Jeff Koma’s recent talk about researching the reproduction and nesting habits of white-headed woodpeckers made me wish I’d been an ornithologist. Their nests are holes drilled most frequently in decayed Ponderosa snags. Jeff showed how he uses a neat gizmo called a “tree top peeper,” a telescopic pole with a camera on the end to photograph the nestlings. Jeff conducted his studies in managed forests, some in Okanogan County.

I feel only a twinge of guilt about disturbing the nesting habits of the pair of Brewer’s blackbirds that had been coming to my yard for several years. My garden helper cut the hops vine down to the ground, and with it, the nest that the birds had begun. For several days after, the male bird sat on the rim of the old satellite dish atop the carport, squawking and raising his wings in displeasure.

I’m relieved that they’ve gone elsewhere and won’t be around to dive bomb me and my animals through the summer. The robins who lost their egg to the wind have also relocated, but only as far as the eave of the tool shed.

Other than the Conservancy’s bird talk, I spent the week at the Community Center, where on Thursday evening, Helen Thayer drew a big crowd to hear her talk about (literally) walking across the Gobi Desert in Mongolia. Thayer spoke without notes for more than one hour, using her slides to prompt her storytelling. Her description of the camels Tom and Jerry, the Mongolian people and an appalling windstorm were enthralling. Though their exploits are amazing, Helen and her husband, Bill, are down-to-earth people. Her books are available at the library.
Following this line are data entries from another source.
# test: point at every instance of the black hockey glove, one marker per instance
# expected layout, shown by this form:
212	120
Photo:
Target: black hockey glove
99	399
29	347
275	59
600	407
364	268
I miss “Weatherwatch” and the valley’s weatherman, Bill Biddle, who died this time last year. Thanks to his widow, Barbara, I’ve had access to Bill’s library, and have been learning about his wide and eclectic interests. Weather was just one of Bill’s passions. He loved poetry, especially the English Romantic poets and most especially, Byron; he loved painting, and collected volumes about the British Romantic landscape artist J.M.W. Turner.

Bill was a teacher of English and history at prep schools in Massachusetts, Chicago, New Hampshire and Seattle. When he died, the original copies of the classics that he had taught to his students – all heavily annotated – were on his shelves. Barbara has allowed me to take many boxes of books from the Biddle home to sell at the annual Twisp Library Friends’ Memorial Day Book Sale on May 25 at the Community Center. A week before the sale a list of Bill’s books will be available at the library.

Twisp Library Friends will also be accepting books, audio books on discs, DVDs and CDs in saleable condition, after Thursday (May 16). They ask that you please not donate VHS recordings or books on tape. Books should be brought to the gym stage area after that date.